The Hidden Truth About Garmin and Coros: VO2 Max Accuracy That Will Shock You
ByNovumWorld Editorial Team

Resumen Ejecutivo
- Garmin’s VO2 Max estimation accuracy can plummet to 91% for users who underestimate their maximum heart rate by just 15 bpm, demonstrating that the algorithm is only as good as the biometric input it receives.
- A recent study by Engel et al. (2025) found that Garmin consistently underestimated VO2 max in highly trained athletes by approximately 6.3 ml/min/kg, exposing a critical failure point in the regression models used by major tech companies.
- Smartwatch-based lactate threshold estimates, while convenient, lack the granularity of blood analysis and should be viewed as rough approximations rather than prescriptive training targets.

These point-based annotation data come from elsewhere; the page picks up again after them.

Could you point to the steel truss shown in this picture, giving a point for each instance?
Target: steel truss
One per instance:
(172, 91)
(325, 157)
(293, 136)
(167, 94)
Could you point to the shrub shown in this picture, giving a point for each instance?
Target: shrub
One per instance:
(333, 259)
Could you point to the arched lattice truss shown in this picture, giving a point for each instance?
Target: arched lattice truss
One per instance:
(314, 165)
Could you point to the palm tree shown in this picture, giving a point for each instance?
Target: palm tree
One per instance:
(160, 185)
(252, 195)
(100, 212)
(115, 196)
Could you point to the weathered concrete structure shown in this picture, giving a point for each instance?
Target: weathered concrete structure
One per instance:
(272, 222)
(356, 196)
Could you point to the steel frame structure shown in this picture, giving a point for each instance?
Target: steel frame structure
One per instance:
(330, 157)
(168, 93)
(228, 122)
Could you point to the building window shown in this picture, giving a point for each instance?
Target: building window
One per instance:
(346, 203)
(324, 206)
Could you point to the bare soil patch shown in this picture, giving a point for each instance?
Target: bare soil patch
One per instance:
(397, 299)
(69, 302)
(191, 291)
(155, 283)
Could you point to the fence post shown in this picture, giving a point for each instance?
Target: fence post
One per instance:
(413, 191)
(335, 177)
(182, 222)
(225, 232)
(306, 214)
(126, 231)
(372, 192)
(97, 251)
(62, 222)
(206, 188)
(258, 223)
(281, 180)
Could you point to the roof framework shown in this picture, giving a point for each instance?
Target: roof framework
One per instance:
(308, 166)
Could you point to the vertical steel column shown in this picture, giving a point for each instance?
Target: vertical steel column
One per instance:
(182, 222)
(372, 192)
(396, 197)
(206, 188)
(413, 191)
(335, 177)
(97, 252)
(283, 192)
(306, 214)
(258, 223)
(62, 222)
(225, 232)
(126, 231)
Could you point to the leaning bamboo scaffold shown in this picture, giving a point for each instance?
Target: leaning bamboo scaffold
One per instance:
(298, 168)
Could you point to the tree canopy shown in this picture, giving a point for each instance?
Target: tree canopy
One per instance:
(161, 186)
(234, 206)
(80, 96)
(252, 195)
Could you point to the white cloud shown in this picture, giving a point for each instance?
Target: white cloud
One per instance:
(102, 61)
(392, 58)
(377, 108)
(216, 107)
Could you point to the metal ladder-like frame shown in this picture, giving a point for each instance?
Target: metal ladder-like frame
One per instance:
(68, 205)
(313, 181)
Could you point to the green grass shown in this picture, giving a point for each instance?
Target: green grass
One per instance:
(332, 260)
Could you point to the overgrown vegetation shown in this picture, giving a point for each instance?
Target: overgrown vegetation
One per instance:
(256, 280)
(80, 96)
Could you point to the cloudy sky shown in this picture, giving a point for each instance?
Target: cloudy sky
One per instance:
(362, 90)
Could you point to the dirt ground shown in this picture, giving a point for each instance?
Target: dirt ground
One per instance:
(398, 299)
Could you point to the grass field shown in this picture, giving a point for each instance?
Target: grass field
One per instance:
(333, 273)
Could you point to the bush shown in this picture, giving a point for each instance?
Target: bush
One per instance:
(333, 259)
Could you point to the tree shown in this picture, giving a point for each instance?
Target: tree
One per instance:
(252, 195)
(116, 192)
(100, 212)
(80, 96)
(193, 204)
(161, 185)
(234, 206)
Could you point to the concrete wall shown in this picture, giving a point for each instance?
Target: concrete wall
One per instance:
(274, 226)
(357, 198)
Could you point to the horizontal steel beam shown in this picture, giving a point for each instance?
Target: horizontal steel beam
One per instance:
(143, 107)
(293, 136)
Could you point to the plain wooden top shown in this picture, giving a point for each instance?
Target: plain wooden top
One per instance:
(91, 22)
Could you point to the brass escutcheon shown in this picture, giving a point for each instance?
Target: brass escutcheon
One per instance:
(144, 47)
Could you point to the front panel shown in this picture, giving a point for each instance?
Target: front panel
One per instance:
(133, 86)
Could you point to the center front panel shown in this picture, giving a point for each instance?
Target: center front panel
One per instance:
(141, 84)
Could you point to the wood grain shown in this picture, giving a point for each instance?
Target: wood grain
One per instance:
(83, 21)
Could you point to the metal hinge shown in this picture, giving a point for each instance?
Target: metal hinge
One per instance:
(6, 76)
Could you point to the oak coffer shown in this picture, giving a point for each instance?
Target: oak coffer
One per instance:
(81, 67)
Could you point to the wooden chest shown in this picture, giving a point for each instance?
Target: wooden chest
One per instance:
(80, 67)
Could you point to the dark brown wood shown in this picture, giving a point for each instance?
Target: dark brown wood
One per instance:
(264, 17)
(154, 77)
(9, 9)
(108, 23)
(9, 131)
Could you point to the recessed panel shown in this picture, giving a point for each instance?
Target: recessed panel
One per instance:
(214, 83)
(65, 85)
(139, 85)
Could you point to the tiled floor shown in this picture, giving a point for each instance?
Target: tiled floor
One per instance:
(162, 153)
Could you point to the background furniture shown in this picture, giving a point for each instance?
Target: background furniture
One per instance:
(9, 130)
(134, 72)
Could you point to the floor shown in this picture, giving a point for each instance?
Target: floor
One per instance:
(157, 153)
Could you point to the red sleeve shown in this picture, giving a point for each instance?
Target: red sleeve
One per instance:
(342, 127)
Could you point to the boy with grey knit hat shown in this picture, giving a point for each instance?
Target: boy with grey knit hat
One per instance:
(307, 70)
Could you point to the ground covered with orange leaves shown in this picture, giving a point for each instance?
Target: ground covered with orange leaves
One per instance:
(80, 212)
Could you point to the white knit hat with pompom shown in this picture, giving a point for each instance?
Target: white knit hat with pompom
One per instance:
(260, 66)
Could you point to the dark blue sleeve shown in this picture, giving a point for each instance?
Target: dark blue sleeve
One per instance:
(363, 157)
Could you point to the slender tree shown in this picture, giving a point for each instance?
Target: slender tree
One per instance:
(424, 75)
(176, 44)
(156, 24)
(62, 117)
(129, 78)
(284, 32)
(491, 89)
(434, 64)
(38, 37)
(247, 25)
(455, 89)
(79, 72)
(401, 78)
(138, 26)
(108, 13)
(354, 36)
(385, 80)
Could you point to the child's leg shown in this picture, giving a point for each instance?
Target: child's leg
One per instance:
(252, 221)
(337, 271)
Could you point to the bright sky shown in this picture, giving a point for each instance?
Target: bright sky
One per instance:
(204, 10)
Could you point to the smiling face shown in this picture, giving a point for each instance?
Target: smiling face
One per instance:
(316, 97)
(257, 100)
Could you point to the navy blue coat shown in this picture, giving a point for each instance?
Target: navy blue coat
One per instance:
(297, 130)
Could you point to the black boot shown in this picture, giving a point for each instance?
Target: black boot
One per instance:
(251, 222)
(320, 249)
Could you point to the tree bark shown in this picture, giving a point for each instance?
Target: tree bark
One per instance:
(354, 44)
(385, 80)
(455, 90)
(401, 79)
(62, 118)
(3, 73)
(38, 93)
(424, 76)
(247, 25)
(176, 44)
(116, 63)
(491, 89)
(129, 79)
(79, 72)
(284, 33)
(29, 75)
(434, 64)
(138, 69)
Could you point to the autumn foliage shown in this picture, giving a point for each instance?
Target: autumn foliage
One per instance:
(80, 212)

The quantified-self movement has sold millions of athletes a comforting lie: that a $400 computer on your wrist can replicate the physiological rigor of a laboratory. The reality is that the gap between consumer wearables and gold-standard metabolic testing is widening, not shrinking, despite the aggressive marketing claims from Silicon Valley. While companies like Garmin and Coros battle for market share with increasingly complex algorithms, the fundamental physiology they attempt to capture remains stubbornly resistant to simplification.
The Garmin vs. Coros Showdown: Who Really Gets VO2 Max Right?
The market rivalry between Garmin and Coros is less about hardware and more about a war of proprietary algorithms, both claiming to solve the impossible equation of estimating maximal oxygen uptake without gas analysis. Garmin, leveraging its acquisition of Firstbeat Analytics, has long dominated the narrative with its “Performance Condition” and VO2 max metrics, often citing a study on the Garmin Fenix 6 that reported a 95% accuracy rate with a margin of error less than 3.5 ml/kg/min. This statistic is frequently parroted in running forums as proof of wrist-based infallibility, yet it obscures the specific conditions under which this accuracy was achieved: controlled, steady-state efforts with verified heart rate straps.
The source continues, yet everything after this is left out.